I think apart of "troll reviewers" we should also talk about "troll devs", which Steam seems to attract quite a lot of. To be fair, many of the big AAA Studios are "troll devs" nowadays with some of the shadier business driven decisions being taken to ridicolous heights.
And some reviewers rip on them for it too. Which is good. If something is sh*t, players need to be aware of it.
Now, when the development team size is in the hundreds, and the developers actually creating the game often have little say in business decisions that lead to an unpolished piece of crap sold at AAA prices, or an unfinished gem being sold more often, with the only way of "completing the gem" being paid DLCs, the blow is softened somewhat because its just some faceless "corporate commander" ((c) angry joe) that is responsible for the devs trollish ways.

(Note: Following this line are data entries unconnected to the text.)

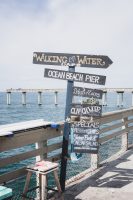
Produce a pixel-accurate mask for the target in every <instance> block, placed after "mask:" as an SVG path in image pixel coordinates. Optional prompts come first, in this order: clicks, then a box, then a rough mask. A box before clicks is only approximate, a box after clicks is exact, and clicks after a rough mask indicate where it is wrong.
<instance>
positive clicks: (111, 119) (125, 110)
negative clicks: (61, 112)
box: [0, 107, 133, 184]
mask: <svg viewBox="0 0 133 200" xmlns="http://www.w3.org/2000/svg"><path fill="white" fill-rule="evenodd" d="M97 120H99V122H100V124H101V128H100V139H99V143H100V145H103V144H104V143H106V142H109V141H110V140H112V139H113V138H116V137H122V144H121V152H124V151H126V150H127V149H128V148H129V145H128V133H132V132H133V108H132V107H131V108H128V109H123V110H118V111H113V112H108V113H104V114H103V115H102V117H101V118H100V119H97ZM63 123H64V122H60V127H59V129H58V130H56V129H52V128H51V127H49V126H47V127H43V126H41V127H40V126H38V127H37V126H36V127H34V128H33V129H32V128H31V127H30V128H29V129H28V128H27V129H22V130H19V131H18V132H17V131H15V132H14V136H13V137H0V153H3V152H5V151H10V152H11V151H13V149H19V148H21V147H25V146H27V145H31V144H32V145H33V144H34V146H35V147H34V148H33V149H30V150H29V151H26V152H25V151H24V152H19V151H18V152H19V153H17V154H16V155H10V156H8V157H4V158H1V159H0V167H6V165H9V164H14V163H18V162H20V161H23V160H26V159H29V158H33V157H35V158H36V160H37V159H42V158H45V159H51V160H52V159H54V160H59V159H60V154H61V147H62V138H61V139H60V136H62V130H63ZM0 128H1V126H0ZM54 138H58V139H56V142H55V143H54V144H53V143H51V144H49V142H48V140H49V139H54ZM55 150H58V153H57V155H52V154H51V152H53V151H55ZM48 153H50V155H51V156H50V157H49V158H48V156H47V154H48ZM1 155H2V154H1ZM99 164H100V163H99V154H95V155H94V154H91V168H92V169H93V170H95V169H97V168H98V167H99ZM25 173H26V171H25V166H23V165H22V167H21V168H19V169H16V170H14V171H11V172H8V173H5V174H2V175H0V184H2V183H3V182H7V181H10V180H12V179H14V178H18V177H20V176H22V175H24V174H25ZM73 180H74V179H73Z"/></svg>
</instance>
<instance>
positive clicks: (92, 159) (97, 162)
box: [91, 154, 99, 170]
mask: <svg viewBox="0 0 133 200" xmlns="http://www.w3.org/2000/svg"><path fill="white" fill-rule="evenodd" d="M98 166H99V154H91V169H92V170H95V169H97V168H98Z"/></svg>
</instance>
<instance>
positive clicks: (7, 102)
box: [7, 92, 11, 105]
mask: <svg viewBox="0 0 133 200" xmlns="http://www.w3.org/2000/svg"><path fill="white" fill-rule="evenodd" d="M7 105H11V92H7Z"/></svg>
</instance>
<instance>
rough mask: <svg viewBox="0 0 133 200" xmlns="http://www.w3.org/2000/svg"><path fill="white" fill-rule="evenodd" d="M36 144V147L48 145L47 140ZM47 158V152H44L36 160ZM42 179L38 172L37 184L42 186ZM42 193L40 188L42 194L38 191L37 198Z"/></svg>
mask: <svg viewBox="0 0 133 200" xmlns="http://www.w3.org/2000/svg"><path fill="white" fill-rule="evenodd" d="M35 146H36V149H39V148H43V147H46V146H47V140H44V141H41V142H38V143H36V144H35ZM46 158H47V153H43V152H42V153H41V154H40V155H39V156H36V162H38V161H40V160H43V159H46ZM41 176H42V175H41ZM41 180H42V177H39V174H36V184H37V186H41ZM43 180H44V179H43ZM41 195H42V194H41V190H40V194H39V193H37V199H40V196H41Z"/></svg>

When the studio is a small Indie shop, things get very personal very quickly. If they constantly try to troll their customers, nobody can say "it wasn't my decision" when its just 1-2 developers involved.

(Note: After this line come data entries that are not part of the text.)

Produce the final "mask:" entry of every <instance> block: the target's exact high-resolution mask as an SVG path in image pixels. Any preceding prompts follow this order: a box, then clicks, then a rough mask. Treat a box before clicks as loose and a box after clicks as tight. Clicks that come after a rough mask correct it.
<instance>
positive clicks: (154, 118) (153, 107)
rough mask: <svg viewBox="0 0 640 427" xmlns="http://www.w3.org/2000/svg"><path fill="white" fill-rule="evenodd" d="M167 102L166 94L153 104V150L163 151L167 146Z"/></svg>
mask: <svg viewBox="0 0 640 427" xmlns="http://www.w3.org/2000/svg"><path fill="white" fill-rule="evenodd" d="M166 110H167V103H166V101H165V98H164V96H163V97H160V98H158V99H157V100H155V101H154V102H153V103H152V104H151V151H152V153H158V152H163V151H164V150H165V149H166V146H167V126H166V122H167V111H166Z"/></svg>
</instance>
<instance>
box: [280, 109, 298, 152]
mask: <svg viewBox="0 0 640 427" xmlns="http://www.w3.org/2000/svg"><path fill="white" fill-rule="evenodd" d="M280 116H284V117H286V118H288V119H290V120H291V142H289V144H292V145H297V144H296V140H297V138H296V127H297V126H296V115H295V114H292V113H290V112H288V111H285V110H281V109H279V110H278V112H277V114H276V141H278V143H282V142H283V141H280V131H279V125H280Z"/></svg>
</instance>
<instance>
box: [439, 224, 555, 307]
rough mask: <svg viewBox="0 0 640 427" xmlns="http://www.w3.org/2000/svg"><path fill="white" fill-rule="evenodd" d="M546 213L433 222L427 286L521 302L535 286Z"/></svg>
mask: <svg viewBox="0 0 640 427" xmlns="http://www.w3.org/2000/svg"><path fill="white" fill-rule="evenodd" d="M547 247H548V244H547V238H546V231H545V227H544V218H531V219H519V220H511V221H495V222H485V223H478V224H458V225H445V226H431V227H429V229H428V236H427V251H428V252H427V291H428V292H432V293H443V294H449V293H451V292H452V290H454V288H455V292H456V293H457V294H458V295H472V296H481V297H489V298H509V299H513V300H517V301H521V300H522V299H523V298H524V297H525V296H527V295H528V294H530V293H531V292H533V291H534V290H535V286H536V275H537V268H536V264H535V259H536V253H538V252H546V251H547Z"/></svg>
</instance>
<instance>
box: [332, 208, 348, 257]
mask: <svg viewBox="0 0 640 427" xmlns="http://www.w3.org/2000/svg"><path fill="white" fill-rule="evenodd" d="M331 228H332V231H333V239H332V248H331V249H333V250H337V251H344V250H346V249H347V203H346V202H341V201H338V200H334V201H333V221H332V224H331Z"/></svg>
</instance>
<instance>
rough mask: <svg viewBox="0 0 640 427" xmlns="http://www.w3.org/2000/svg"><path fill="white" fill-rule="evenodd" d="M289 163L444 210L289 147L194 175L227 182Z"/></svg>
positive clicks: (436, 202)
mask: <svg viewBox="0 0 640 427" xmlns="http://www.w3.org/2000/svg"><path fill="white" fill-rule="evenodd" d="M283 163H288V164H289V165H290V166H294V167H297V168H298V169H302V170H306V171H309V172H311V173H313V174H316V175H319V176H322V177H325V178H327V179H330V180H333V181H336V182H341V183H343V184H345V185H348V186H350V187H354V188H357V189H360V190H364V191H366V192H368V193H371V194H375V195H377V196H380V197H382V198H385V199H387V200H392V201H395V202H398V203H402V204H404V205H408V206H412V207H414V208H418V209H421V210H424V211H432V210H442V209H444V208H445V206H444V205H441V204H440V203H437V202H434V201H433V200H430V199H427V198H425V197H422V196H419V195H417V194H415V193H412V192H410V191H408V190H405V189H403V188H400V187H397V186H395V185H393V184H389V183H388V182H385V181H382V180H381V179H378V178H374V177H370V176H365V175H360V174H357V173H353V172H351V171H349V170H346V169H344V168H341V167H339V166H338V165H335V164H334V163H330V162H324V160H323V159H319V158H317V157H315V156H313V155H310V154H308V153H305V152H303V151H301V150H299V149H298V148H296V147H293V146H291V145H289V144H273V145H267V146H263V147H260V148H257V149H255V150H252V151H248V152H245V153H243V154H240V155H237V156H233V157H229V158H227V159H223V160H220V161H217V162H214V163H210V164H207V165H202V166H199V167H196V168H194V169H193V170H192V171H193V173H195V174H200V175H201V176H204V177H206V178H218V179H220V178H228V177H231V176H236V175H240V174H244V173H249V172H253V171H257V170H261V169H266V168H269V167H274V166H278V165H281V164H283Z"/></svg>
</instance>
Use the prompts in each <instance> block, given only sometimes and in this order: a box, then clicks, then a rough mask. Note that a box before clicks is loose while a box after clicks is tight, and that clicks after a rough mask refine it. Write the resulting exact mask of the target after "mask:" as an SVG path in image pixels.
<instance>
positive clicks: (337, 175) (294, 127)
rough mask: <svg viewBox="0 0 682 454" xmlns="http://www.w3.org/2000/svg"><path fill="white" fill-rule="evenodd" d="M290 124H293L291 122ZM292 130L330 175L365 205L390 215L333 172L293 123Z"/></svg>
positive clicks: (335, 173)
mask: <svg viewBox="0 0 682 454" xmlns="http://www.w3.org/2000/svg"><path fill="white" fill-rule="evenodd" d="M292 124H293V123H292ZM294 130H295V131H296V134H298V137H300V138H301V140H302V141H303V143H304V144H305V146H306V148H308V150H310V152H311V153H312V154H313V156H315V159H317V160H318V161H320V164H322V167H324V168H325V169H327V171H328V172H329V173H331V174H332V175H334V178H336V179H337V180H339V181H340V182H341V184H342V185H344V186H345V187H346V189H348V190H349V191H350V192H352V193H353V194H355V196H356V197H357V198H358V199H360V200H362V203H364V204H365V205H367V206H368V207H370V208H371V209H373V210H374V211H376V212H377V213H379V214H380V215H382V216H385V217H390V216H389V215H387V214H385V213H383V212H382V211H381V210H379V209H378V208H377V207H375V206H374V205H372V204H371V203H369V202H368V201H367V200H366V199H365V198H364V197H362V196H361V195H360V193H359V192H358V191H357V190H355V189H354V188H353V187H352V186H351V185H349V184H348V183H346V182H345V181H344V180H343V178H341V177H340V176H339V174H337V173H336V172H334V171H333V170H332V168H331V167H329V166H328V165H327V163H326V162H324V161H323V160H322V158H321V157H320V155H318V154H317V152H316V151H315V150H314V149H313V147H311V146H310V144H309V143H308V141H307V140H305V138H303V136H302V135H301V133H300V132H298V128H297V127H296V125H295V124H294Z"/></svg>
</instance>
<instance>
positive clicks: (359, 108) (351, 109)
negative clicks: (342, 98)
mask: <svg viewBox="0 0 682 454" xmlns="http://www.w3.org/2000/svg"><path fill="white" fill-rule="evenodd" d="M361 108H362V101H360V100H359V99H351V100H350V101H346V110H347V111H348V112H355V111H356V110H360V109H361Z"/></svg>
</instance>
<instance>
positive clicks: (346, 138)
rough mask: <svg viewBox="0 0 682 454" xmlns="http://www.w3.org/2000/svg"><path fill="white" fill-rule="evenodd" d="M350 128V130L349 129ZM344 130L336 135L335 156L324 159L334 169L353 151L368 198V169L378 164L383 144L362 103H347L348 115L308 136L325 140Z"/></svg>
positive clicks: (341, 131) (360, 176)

On the other hand, true, the weight is shifted when it comes to the reviewer > dev relationship. A big youtuber with millions of viewers can simply crush such a game like a fly, while for the AAA studio he would just be an annoying fly robbing them of maybe some few single digit percentages of sales at worst. A single very vocal customer posting a review can be a serious threat.
But again. Digital Homicide Studios has shown times and times again that they are very unfriendly to their customers. By obviously creating bad games as a business practice, not because of missing skills or with the intention to improve upon them. By getting their knockers in a twist over a bad review by a notorious youtuber known for ripping upon games, trying to silence his (maybe too negative, maybe not) opinion with a lawsuit.

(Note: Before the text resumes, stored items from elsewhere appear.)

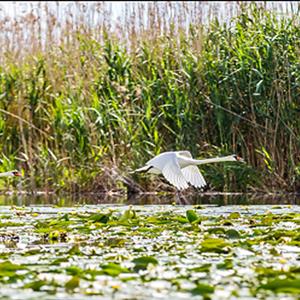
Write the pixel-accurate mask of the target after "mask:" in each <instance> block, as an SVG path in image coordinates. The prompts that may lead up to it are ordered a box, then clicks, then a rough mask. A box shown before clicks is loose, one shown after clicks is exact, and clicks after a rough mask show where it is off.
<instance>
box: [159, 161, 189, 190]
mask: <svg viewBox="0 0 300 300" xmlns="http://www.w3.org/2000/svg"><path fill="white" fill-rule="evenodd" d="M162 174H163V175H164V177H165V178H166V179H167V180H168V181H169V182H170V183H171V184H173V185H174V186H175V187H176V188H178V189H179V190H181V189H182V190H183V189H186V188H188V187H189V184H188V182H187V181H186V179H185V177H184V176H183V174H182V172H181V170H180V167H179V164H178V161H177V159H176V157H175V156H173V157H170V160H169V161H168V162H167V163H166V164H165V166H164V168H163V169H162Z"/></svg>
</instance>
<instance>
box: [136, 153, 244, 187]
mask: <svg viewBox="0 0 300 300" xmlns="http://www.w3.org/2000/svg"><path fill="white" fill-rule="evenodd" d="M225 161H238V162H244V160H243V159H242V158H241V157H239V156H237V155H235V154H233V155H229V156H223V157H215V158H208V159H201V160H198V159H193V157H192V155H191V153H190V152H189V151H170V152H163V153H160V154H159V155H157V156H155V157H154V158H152V159H150V160H149V161H148V162H147V163H146V165H145V166H144V167H142V168H139V169H137V170H135V171H134V172H146V173H152V174H162V175H163V176H164V177H165V178H166V180H167V181H168V182H170V183H171V184H172V185H174V186H175V187H176V188H177V189H179V190H184V189H186V188H188V187H189V184H191V185H193V186H194V187H196V188H203V187H205V186H206V182H205V179H204V178H203V176H202V174H201V172H200V171H199V169H198V167H197V165H203V164H210V163H215V162H225Z"/></svg>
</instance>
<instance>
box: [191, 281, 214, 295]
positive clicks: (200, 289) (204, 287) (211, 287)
mask: <svg viewBox="0 0 300 300" xmlns="http://www.w3.org/2000/svg"><path fill="white" fill-rule="evenodd" d="M214 291H215V288H214V287H213V286H212V285H209V284H205V283H198V284H197V286H196V287H195V288H194V289H192V290H191V293H192V294H193V295H206V294H212V293H213V292H214Z"/></svg>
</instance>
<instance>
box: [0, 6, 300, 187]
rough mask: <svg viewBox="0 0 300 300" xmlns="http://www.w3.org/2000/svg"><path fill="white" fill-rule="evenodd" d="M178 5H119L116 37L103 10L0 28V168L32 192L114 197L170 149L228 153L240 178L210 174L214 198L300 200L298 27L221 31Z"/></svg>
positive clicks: (238, 22) (238, 175) (212, 22)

Now they overstepped the line clearly by entering another lawsuit against their own customers, or potential customers. That is a no-go. Steam did they right thing to kick them from their store.
Really, its nobodys but the troll devs loss. Their games were bad anyway, and there are way to many intentionally bad games on Steam already. A good pruning can only help. Hopefully Valve will step up their game and go against other devs that overstep a line between "shady business practice / ripping off customers" and "actively trolling their customers and pissing off steam users".
I watched some Jim Sterling, and a lot of Angry Joe vids.... of COURSE they live off the reviewer ripping on bad games. Of course the reviewer gets pissed and angry on purpose.
But is it the reviewers fault that the game is so bad? No. Is he preventing the dev from selling his lazy crap? No. Is the dev going to loose some of his anyway low sales? NO! Because just as many people will buy the game BECAUSE its a lazyass, broken as hell piece of crap, as people might have bought the game before thinking it was an actual, legit try to make a good game. Maybe even more given nobody has heard from the dev, and the games screenshot most probably already show what you can expect: A lazy cash-in.
Maybe some troll devs should take advice from the show biz: There is no bad press. Any press is good, as long as your name and face is in it.